Family.  Ruth's 79th birthday.  Luke suffering recurrent debilitating back muscle spasm and pain from the injuries he incurred on his motorcycle accident this past summer.  Feeling regret that we miss important life milestones, and impotence to help those we love.

Burdens.  Bearing the sorrow of kids who aren't coping.  Mostly other peoples' whom we see in the clinic, and listen to, and pray for, and ache over.  There is a high cost to this life, and much of it is borne by our children.  

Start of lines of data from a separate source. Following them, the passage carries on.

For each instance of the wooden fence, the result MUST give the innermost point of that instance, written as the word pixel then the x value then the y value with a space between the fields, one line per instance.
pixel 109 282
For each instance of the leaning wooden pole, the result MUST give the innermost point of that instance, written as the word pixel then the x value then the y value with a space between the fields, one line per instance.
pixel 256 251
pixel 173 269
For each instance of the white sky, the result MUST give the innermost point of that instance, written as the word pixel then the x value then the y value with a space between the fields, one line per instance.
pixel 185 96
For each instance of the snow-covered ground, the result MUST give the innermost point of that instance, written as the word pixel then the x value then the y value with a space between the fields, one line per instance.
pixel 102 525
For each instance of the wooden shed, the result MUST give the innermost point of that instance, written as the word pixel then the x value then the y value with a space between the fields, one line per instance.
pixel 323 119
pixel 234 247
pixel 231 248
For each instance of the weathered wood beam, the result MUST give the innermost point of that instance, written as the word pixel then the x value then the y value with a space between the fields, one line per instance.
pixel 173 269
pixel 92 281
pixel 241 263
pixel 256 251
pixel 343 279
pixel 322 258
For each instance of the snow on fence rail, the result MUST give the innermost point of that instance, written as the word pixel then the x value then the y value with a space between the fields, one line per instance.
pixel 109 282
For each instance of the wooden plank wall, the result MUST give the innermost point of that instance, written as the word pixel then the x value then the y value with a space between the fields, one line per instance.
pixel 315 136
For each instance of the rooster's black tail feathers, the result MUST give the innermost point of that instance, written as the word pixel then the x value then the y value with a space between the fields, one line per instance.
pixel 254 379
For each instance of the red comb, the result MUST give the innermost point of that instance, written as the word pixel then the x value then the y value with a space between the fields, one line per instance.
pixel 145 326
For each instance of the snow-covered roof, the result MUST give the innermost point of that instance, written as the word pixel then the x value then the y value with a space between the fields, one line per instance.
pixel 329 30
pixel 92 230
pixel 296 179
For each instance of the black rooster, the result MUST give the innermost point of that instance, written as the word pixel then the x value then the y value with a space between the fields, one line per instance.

Rejoicing.  The best for last:  a very very generous and faithful friend, who has supported BundiNutrition heavily over the years, decided to step in the gap for Christ School this year.  Please thank God, and pray for this family to be blessed with the same measure they are pouring out for us.  This gift and other responses to the recent appeal reassure us that in spite of opposition and set-back and disappointment, God still has plans to use CSB for the Kingdom.  A key family whom the Johnsons had hoped to work with mutually decided their gifts would fit better elsewhere, which was a huge loss all around, so this unexpected bounty of provision was well timed.

That's a taste of a Kijabe weekend.  Driving rain and moments of golden sun, premier league football on the television, Caleb and a handful of RVA students singing the Hallelujah Chorus with the local church choir in worship this morning, greeting hospital friends on the road, pondering management of a syphilitic rash or an obstructed bowel, gathering a gaggle of 10th grade girls for cookie baking, trying to think clearly in weariness, this is life.

1 comment:

Karen said...

May God continue to be your strength!
Grateful for this faithful, faithful donor. This one has blessed Bundibugyo over and over again.